Nel dopo quel sistema non ci sarà più. Ci sarà una destra molto potente, che potrà durare a lungo o forse no (già nel 2000, quando Haider andò al governo, dimostrò di non avere uomini capaci di fare i ministri e non seppe mantenere le promesse che aveva fatto ai suoi elettori, precipitando nei consensi già dopo soli due anni). Ma soprattutto ci saranno molte forze politiche, geneticamente diverse dai partiti tradizionali, che disegneranno uno scenario politico nuovo. Non sappiamo ancora se migliore o peggiore.

Alcuni segnali si sono già visti in queste elezioni presidenziali, dove la novità è rappresentata non solo dal successo clamoroso di Hofer e della destra, ma anche dal formarsi di nuovi movimenti di cittadini attorno a due candidati indipendenti: uno è Alexander Van der Bellen, fino a due anni fa portavoce e capogruppo in Parlamento dei Verdi, ma ora in corsa per la Hofburg ufficialmente senza coinvolgere il partito; la seconda è Irmgard Griss, magistrata in pensione, già presidente della Corte suprema, senza tessera di partito e senza finanziatori della sua campagna (sostenuta esclusivamente con contributi raccolti via internet), sostenuta da un comitato di uomini di buona volontà, che mai prima d’ora avevano fatto politica.

Per settimane i sondaggi avevano indicato in testa Van der Bellen e subito dopo, quasi alla pari, Hofer e Griss; in fondo, con ampio distacco e senza alcuna speranza di farcela, i candidati dell’Spö e dell’Övp. I risultati delle urne ieri hanno confermato la sconfitta di Spö e Övp, ma hanno rovesciato clamorosamente le carte in testa alla classifica provvisoria. Al termine dello scrutinio delle schede di voto in tutti i seggi – ma senza disporre ancora dei voti inviati per posta, che quindi sono stati soltanto stimati – i risultati sono i seguenti: Norbert Hofer (Fpö) 35,3 %, Alexander Van der Bellen (ex verde) 21,3%, Irmgard Griss (indipendente) 19,0%, Andreas Khol (Övp, ex presidente del Parlamento) 11,1%, Rudolf Hundstorfer (Spö, ministro agli affari sociali dimessosi per candidarsi) 10,9%. C’è un sesto candidato, Richard Lugner, magnate delle costruzioni e noto soprattutto alle cronache mondane, che si era autocandidato, senza però alcuna prospettiva di vincere (2,3%).

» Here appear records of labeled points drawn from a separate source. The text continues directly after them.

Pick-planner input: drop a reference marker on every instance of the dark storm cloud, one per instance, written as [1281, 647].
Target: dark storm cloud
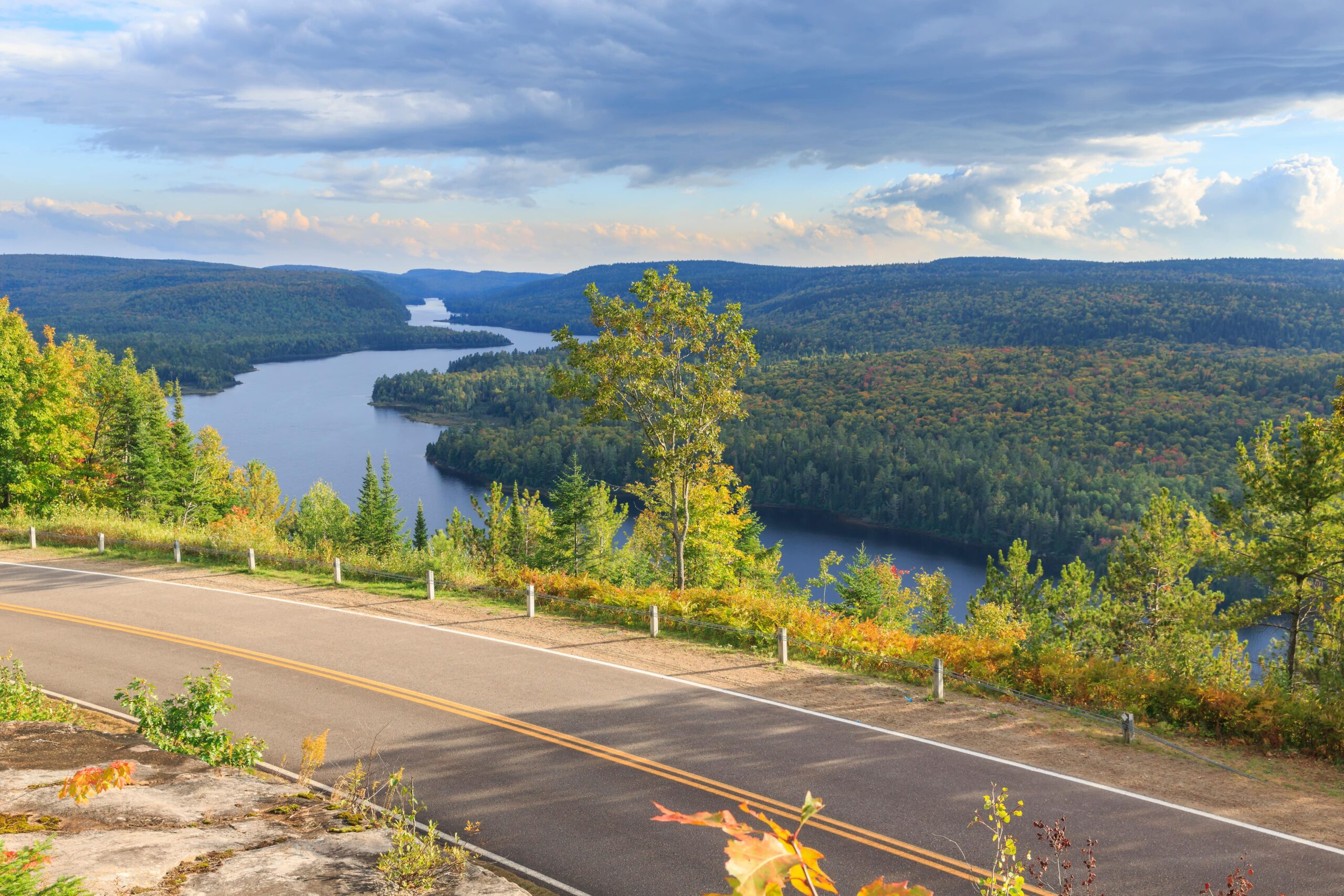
[668, 90]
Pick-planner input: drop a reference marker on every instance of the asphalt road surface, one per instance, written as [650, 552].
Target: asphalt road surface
[561, 758]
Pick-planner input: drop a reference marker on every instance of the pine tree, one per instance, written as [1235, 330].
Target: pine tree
[185, 493]
[390, 512]
[369, 515]
[572, 519]
[420, 541]
[139, 440]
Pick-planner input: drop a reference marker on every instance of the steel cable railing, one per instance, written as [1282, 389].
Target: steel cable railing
[820, 649]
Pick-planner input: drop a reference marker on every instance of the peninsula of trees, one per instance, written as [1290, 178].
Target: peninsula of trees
[201, 324]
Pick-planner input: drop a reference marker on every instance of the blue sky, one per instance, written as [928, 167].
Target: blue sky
[549, 136]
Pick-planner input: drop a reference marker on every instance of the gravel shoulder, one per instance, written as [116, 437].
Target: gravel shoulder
[183, 828]
[1296, 794]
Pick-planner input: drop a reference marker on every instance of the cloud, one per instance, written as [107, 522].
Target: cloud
[666, 92]
[481, 179]
[1295, 206]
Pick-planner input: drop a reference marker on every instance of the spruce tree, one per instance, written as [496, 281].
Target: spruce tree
[572, 515]
[186, 498]
[368, 516]
[420, 541]
[390, 512]
[139, 437]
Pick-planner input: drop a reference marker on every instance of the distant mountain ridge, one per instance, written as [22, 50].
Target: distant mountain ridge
[202, 323]
[432, 282]
[978, 301]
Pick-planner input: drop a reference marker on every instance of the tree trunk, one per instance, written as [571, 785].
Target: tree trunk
[680, 525]
[1292, 644]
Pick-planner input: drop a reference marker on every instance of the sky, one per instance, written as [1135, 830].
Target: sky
[515, 135]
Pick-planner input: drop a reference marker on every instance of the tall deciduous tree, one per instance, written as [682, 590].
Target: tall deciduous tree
[420, 535]
[323, 518]
[1287, 530]
[213, 488]
[1151, 610]
[670, 364]
[44, 425]
[257, 491]
[826, 578]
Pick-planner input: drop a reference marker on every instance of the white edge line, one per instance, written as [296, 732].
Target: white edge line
[1011, 763]
[286, 773]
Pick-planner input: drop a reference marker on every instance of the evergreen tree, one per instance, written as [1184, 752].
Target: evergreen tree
[369, 524]
[139, 440]
[390, 512]
[872, 589]
[185, 496]
[572, 520]
[420, 539]
[1014, 585]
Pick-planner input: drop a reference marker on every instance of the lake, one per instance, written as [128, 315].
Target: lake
[312, 421]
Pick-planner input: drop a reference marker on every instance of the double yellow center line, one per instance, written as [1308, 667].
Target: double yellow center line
[927, 858]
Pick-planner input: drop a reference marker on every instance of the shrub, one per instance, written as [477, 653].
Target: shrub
[186, 723]
[93, 781]
[22, 700]
[20, 873]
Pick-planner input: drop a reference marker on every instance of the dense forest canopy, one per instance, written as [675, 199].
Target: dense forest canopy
[980, 301]
[201, 324]
[994, 424]
[433, 282]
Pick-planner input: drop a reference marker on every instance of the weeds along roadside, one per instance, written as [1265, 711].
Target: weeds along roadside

La bocciatura di Spö e Övp va letta senza dubbio come un voto di protesta per due partiti che, pur stando insieme al governo, non sono stati in grado di attuare nessuna delle riforme necessarie al Paese, compresa quella delle pensioni, miseramente fallita alla fine di febbraio per veti reciproci. Ma il successo personale di Hofer, che ha distaccato di circa 15 punti i suoi diretti antagonisti, Van der Bellen e Griss, si spiega soltanto con l’atteggiamento coerente mantenuto dal suo partito nei confronti dei profughi: chiusura stagna dei confini, rimpatrio di chi è già arrivato in Austria, taglio o riduzione degli aiuti ai rifugiati. Sono soprattutto parole d’ordine, che forse nemmeno l’Fpö al governo riuscirebbe a rispettare e che certamente non rientrano nelle competenze di un presidente della Repubblica, ma sono parole d’ordine che evidentemente hanno convinto l’elettorato (soprattutto l’elettorato più debole delle periferie, che si sente più minacciato dai nuovi arrivati). Lo hanno convinto – e questo è interessante – benché in campagna elettorale di profughi si fosse parlato relativamente poco e nemmeno Hofer avesse voluto approfittarne.

Come è noto, non avendo nessuno dei candidati superato il 50%, si andrà al ballottaggio tra i primi due, Hofer e Van der Bellen, il 22 maggio. Le previsioni sono molto difficili. Hofer potrà contare su una parte degli elettori più conservatori dell’Övp, Van der Bellen su quelli dell’Spö, ma non di tutti. Già ieri è risultato che il 65% dei lavoratori gli avevano voltato le spalle, votando Hofer. L’Spö non è più il partito della classe operaia.

 

NELLA FOTO, i due candidati alla presidenza della Repubblica austriaca che andranno al ballottaggio: Norbert Hofer, a destra, e Alexander Van der Bellen.